The benefits to leaders who dare greatly are considered in John Boitnott’s Inc.com post, The Many Benefits of Being a Vulnerable, Transparent Leader. Boinott begins by again exposing the myth that leadership is about being strong, unshakable and unwavering. He points out that more than not, leaders with those qualities are also considered to be cold and unapproachable. When staff see that their leader(s) have concerns and dreams, they more often than not see someone like themselves. Someone they may even like and want to do a better job for. So what are the attributes of vulnerable leaders:
• Vulnerable Leaders Make Mistakes and Admit to Them – It takes courage to fess up to mistakes or poor decisions, but the transparency may increase respect that team members have for the leader
• Vulnerable Leaders Listen – The manner in which you react to a team member’s input is critical. Do you listen, do you ask non-threatening questions? Do you express appreciation for their willingness to provide input? Your goal as a leader is to model and inspire your team to be vulnerable and have the courage to provide input.

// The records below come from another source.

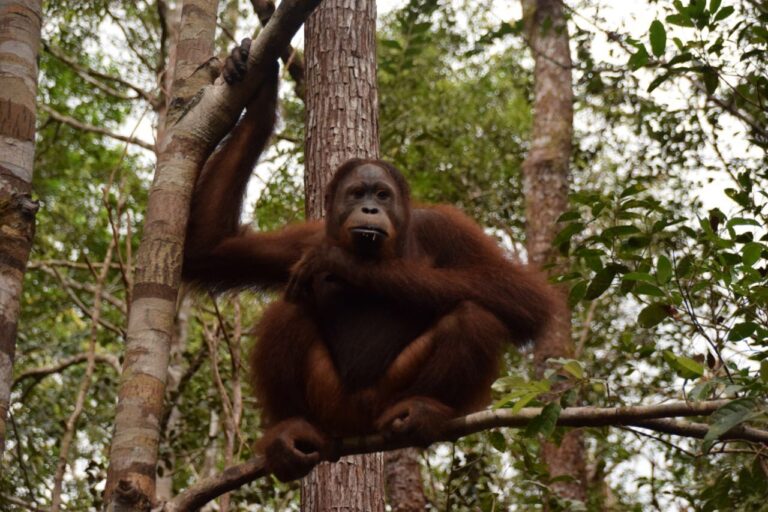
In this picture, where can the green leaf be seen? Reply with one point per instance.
(638, 276)
(686, 367)
(663, 269)
(679, 20)
(391, 43)
(653, 314)
(724, 12)
(751, 252)
(632, 190)
(567, 232)
(638, 59)
(684, 266)
(498, 441)
(577, 293)
(574, 368)
(658, 36)
(725, 418)
(658, 81)
(617, 231)
(545, 422)
(569, 216)
(648, 289)
(600, 283)
(741, 331)
(711, 79)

• Vulnerable Leaders Show Empathy – Empathy enables leaders to perceive things through the eyes and feelings of their team. Errors are met with correction and forward progress, not hostile criticism. Younger staff see the leader as someone interested in hearing their ideas and showing an interest in their future.
• Vulnerable Leaders Validate Employee Feelings – A true sense of team (“We’re all in this together”) permeates the organization. When things get tough there is openness and transparency. Leaders display their vulnerability by being truthful with the team. The transparency combined with words of determination and a plan to embrace the challenges facing the organization usually results with the team lining up with the leader to move forward.
The back cover of Daring Greatly contains the following:
“Everyday we experience the uncertainty, risks and emotional exposure that defines what it is to be vulnerable, or to dare greatly. Based on twelve years of pioneering research Dr. Brene’ Brown dispels the cultural myth that vulnerability is weakness and argues that it is, in truth, our most accurate measure of courage.”
It’s unfortunate that Dr. Brown never met Amy. She could have saved her many years of research, for if there was ever a person who’s vulnerability served to demonstrate a courage that would inspire all who met her, it was Amy. We are all better for having known Amy, and what better way to honor her than by having the courage to be vulnerable.